Its this kind of thinking that is outright wrong. You are not entitled to someone else's work! Even if you have the skills to circumvent their pay scheme. It is just plain wrong and immoral. Do you think people are entitled to a carpenters work? A plumbers? Most people don't have those skills either? This type of mind set is whats going wrong in the world. The amount of money someone is making has NOTHING to do with you. You have the freedom to NOT use his product. You do NOT have the right to use his product without compensating him in the way he requires for his work. No matter how much he wants to charge. If you don't think the product is worth the 2% fee then don't use it. There are many alternatives as people have pointed out. Its ridiculous for people to justify their wrong doing with "well he makes enough so I can steal his shit".
I don't understand this at all but if you have the skills to use the software without paying I have no problem with that - Claymore is already making way more than is really reasonable from people who don't have those skills.

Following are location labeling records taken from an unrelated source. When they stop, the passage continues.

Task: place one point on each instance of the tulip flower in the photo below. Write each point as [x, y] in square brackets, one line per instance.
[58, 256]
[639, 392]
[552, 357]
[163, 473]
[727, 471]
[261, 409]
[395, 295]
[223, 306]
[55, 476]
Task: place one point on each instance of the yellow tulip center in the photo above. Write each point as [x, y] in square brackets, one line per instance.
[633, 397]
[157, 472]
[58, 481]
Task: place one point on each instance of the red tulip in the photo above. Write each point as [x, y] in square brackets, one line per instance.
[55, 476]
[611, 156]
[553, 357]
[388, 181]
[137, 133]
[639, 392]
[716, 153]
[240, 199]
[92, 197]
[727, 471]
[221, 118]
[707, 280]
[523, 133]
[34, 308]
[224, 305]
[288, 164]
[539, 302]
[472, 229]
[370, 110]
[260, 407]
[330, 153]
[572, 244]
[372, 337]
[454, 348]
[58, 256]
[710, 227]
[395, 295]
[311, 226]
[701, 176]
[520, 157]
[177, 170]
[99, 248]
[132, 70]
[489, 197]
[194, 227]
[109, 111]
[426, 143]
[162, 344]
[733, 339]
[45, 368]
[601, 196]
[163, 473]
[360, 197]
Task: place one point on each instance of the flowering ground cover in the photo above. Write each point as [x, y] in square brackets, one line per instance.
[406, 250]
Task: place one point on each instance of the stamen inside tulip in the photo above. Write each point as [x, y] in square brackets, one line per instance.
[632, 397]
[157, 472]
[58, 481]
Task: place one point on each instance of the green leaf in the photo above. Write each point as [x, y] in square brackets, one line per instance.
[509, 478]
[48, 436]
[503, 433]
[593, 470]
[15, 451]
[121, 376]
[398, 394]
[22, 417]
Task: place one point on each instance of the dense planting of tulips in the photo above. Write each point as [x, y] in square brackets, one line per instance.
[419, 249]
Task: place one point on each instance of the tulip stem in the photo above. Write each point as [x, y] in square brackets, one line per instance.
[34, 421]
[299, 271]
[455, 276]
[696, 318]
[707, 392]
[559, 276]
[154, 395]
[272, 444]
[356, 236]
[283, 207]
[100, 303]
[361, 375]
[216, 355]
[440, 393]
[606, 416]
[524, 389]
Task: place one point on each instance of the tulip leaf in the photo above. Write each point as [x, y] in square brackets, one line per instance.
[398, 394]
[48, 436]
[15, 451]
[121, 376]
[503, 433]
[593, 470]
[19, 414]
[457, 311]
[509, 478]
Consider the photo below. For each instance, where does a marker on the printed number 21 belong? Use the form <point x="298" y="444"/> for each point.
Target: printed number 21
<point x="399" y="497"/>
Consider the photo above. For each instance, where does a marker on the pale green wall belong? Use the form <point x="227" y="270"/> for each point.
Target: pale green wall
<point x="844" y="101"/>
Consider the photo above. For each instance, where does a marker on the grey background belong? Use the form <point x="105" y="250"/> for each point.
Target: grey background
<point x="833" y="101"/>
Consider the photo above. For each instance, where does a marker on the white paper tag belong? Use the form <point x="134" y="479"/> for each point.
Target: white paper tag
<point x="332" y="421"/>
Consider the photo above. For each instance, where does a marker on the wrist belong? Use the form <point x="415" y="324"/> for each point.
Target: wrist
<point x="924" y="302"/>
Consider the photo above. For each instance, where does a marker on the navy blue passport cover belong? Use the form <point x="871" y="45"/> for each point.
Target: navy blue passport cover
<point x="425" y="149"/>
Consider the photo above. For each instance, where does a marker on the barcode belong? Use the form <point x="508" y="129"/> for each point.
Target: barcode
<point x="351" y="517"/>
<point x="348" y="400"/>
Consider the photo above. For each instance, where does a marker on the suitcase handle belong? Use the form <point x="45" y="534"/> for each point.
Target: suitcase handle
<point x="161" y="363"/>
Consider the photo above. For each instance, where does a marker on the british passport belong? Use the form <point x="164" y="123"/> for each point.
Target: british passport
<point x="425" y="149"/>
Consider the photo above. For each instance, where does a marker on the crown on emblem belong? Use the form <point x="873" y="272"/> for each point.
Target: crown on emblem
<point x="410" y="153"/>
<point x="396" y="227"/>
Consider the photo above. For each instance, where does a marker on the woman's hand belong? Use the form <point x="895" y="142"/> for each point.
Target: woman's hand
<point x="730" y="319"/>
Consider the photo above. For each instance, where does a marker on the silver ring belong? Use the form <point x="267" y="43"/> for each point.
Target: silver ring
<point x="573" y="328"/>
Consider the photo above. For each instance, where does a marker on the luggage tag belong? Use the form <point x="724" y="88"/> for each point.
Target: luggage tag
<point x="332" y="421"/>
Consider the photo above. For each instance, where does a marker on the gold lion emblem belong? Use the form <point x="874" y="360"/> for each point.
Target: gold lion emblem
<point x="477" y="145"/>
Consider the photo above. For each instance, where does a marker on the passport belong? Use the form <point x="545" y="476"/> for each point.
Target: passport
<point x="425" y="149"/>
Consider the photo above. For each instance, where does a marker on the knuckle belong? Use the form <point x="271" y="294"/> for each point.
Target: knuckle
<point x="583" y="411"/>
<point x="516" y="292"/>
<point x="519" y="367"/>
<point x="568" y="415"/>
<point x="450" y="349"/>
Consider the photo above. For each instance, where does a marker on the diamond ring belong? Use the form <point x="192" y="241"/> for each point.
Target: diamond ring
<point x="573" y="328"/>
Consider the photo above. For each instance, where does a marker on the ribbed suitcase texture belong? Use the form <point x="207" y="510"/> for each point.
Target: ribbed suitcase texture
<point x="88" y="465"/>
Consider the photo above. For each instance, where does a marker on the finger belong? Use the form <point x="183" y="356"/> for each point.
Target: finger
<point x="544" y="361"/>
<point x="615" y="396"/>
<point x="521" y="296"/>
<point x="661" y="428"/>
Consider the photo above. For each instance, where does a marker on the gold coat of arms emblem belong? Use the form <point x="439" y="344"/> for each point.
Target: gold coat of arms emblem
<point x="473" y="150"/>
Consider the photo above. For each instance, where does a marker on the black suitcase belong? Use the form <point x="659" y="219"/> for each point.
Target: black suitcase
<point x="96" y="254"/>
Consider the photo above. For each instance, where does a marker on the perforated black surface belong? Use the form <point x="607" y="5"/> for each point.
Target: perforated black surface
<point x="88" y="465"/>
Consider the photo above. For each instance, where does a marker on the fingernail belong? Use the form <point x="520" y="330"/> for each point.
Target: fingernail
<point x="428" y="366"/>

Your analogies are pretty sketchy. Of course if I need a plumber's or carpenter's particular skills to get something done or fixed I would pay. And I use miners with fees on them and
DON'T circumvent their fee payment mechanism. I just meant that if you a smart enough to know a way to get something for free that other people have to pay for then more power to you. That is called a competitive advantage. It appears in evolution all the time.
You could even say it's somewhat like what Claymore is doing - he doesn't actually do any mining, he gets other people to do the mining and takes a small percentage. He was smart enough to get something for free (hash power) that other people have to pay for.
Software just isn't the same thing as the traditiional notions of "goods and services" because if you are smart enough you can change it to suit your own usage scenario. Using your analogy I would have to be able to call a plumber and somehow brainwash him/her into doing work for me for free. Maybe if I was charismatic or intimidating or I could hypnotise people that would be possible - but it isn't.
If Claymore were smart enough (or it made enough difference to him to be worth it) maybe he could write his miner in a way which would stop people from being able to circumvent his fees, but then someone would always find a way around it. That's just the world we live in. People who don't know enough have to pay and people who do know enough do it their way - to suit themselves. Information wants to be free.